Q For a dissolution test that has a single time point of 15 minutes, the ± 2% time range as recommended by the USP general chapter <711> Dissolution makes manual sampling for all the vessels really difficult to perform. . How can manual sampling be performed in these situations?
A A 2% tolerance for 15 minutes is no more than 18 seconds. Check with the technical support of the vendors of your dissolution equipment to see if the equipment supports staggered introduction of the sample. If so, the sampling can be done conforming to the 18-s time tolerance but still will need to be done at a fast pace.
Q Can we use soap to clean the dissolution vessels?
A Be aware that soaps can leave residue on the vessel walls. This can cause interference with the dissolution samples. If soaps are used, a cleaning procedure needs to be developed. The vessels can also be cleaned with organic solvents or a mixture of organic solvents and water or buffers. Any cleaning procedure should not leave residue that interferes with the dissolution test.
Q We submitted a study of solubility determination to a regulatory agency and it was not accepted. The regulatory agency stated that our solubility results were not appropriate because they were determined after 24 hours only with no demonstration of equilibrium. What is the appropriate solubility determination procedure?
A The shake-flask method or solubility at equilibrium is typically used. To demonstrate equilibrium, you need to have similar results for determinations at two consecutive time points. Until that is observed, the procedure is continued for a longer period with quantification at appropriate intervals. See the proposal for a new USP general chapter <1236> Solubility Measurements in Pharmacopeial Forum, available free of charge at www.usppf.com and the WHO Protocol to conduct equilibrium solubility experiments available at http://www.who.int/medicines/areas/quality_safety/quality_assurance/03_07_18_qas_17_699_rev_2_protocol_equilibrium_solubility_experiments.pdf
Q Is there any need to observe the dosage form behavior during the disintegration test or is it sufficient to check the sample only at the end of the test?

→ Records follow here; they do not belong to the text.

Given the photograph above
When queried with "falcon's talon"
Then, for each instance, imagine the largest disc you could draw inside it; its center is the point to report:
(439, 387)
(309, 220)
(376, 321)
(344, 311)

A It Idepends on the purpose of the test. Using a validated quality control method, it may be enough to check if the dosage form is completely disintegrated by the specified time. For development/investigational purposes, you may need to observe the entire disintegration process or at least track the time that the individual units are disintegrated. By the nature of the test, the disintegrating samples make observation difficult while the test is ongoing. An apparatus with automated endpoint detection is available on the market.